Ovarian stimulation and egg retrieval in the acutely ill patient: special considerations Kaitlyn Wald 1 & Joseph Letourneau 1,2 & Rachel Eshima-McKay 3 & John Monks 3 & Evelyn Mok-Lin 1 & Marcelle Cedars 1 & Mitchell Rosen 1 Received: 24 May 2019 / Accepted: 2 August 2019 # Springer Science+Business Media, LLC, part of Springer Nature 2019

Introduction Over the past decades, assisted reproductive care has become increasingly safe and more widely applied. Egg retrieval has become an outpatient procedure, with ultrasound guidance, and stimulations have increasingly become less aggressive and safer with more individualization and safer trigger options. With this improvement in care, these treatments are considered low risk and applied more widely, including fertility preservation for elective reasons (so-called social egg freezing). However, it is incumbent upon providers to realize the application of even “simple” treatments, in a high-risk population, may have serious consequences.

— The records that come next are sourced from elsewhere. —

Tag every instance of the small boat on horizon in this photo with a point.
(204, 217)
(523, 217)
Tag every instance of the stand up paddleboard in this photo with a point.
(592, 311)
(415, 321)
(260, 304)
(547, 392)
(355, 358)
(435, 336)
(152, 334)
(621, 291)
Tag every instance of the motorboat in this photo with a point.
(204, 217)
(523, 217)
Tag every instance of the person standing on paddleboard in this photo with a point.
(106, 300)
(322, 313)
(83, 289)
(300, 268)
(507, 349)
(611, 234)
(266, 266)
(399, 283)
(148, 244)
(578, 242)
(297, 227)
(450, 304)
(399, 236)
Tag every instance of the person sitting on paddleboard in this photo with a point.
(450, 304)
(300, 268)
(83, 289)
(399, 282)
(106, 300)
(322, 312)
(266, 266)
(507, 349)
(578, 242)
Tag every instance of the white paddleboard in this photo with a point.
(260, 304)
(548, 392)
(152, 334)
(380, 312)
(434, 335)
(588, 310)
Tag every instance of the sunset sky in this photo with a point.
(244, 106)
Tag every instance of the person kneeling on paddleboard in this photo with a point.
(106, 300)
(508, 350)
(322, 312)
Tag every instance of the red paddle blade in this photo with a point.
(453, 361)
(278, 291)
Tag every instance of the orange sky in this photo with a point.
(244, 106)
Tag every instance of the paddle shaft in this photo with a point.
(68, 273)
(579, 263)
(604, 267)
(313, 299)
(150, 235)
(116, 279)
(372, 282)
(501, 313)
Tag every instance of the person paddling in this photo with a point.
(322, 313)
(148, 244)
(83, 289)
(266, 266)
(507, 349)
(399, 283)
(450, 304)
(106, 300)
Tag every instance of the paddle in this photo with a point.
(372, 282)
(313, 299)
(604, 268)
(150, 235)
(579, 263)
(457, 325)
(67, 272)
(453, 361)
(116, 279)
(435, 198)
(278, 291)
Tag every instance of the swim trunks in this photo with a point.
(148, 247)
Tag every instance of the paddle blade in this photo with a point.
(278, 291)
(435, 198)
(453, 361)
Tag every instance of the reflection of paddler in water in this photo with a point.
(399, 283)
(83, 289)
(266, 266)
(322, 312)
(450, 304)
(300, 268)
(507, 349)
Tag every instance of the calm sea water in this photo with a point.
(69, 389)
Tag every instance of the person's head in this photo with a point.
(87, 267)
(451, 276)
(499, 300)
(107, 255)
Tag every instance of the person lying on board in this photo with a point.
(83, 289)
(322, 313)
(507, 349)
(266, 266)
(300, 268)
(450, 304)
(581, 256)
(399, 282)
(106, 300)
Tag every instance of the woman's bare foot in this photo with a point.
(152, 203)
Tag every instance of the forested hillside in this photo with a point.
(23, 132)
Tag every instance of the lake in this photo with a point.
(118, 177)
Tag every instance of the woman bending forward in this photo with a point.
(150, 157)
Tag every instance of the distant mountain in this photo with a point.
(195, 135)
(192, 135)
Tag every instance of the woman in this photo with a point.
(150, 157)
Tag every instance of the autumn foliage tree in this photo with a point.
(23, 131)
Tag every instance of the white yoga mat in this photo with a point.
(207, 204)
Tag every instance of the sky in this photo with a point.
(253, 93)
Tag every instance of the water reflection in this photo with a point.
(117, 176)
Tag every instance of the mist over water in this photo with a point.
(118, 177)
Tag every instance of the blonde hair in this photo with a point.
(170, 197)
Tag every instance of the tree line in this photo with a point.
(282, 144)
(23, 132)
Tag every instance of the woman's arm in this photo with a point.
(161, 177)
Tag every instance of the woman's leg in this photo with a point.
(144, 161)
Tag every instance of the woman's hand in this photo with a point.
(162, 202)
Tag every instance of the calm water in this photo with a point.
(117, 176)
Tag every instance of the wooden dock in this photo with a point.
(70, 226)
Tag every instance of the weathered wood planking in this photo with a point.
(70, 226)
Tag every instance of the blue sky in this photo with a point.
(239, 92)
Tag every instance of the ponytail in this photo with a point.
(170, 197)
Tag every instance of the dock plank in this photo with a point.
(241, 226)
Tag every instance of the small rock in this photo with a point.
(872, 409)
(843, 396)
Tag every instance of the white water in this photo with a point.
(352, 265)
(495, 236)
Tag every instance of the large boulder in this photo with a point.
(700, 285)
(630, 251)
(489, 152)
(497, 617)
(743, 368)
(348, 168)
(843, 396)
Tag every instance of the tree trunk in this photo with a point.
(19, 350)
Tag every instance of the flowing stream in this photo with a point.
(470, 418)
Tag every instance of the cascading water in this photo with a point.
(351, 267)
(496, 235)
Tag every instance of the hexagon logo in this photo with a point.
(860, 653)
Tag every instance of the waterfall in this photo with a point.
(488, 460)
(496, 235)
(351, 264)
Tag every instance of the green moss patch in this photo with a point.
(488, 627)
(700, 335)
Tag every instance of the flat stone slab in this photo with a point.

As long-term survival rates have improved among patients diagnosed with cancer and life-threatening disease, and with these improved survival rates, post-treatment quality of life has gained increased attention [1]. Among this growing population with life-threatening illness and greater survival expectation are women of reproductive age, and for that reason, an increasing number of such patients seek fertility treatment [2]. Oocyte and embryo cryopreservation prior to chemotherapy for fertility preservation have been associated with improved quality of life [3]. Thus, the American Society for Reproductive Medicine advises that all women recommended potentially gonadotoxic therapies should be counseled on the

impact of these treatments on their future fertility and their options for fertility preservation prior to initiation of gonadotoxic treatment [4]. Fertility preservation is increasingly accepted as an independent discipline within oncology and reproductive medicine [5]. Approximately 1000 research papers will be published this year on the topics of oncofertility and fertility preservation [6]. Previous studies have demonstrated that these preservation methods can be completed without significant delays in cancer treatment when a random-start approach is used [7]. There is a single publication discussing the potentially serious complications that can occur in sickle cell patients undergoing ovarian stimulation [8]. Few, if any papers, have ever focused on medical complications that have arisen during ovarian stimulation or oocyte retrieval related to an underlying cancer. Nor has any prior publication, to our knowledge, addressed the unique considerations and challenges physicians must address in this population to assure a safe and successful treatment. Addressing these challenges is crucial in maximizing each patient’s chance for future family building, avoiding delay in the treatment of disease, and most importantly in doing no harm to this unique patient population.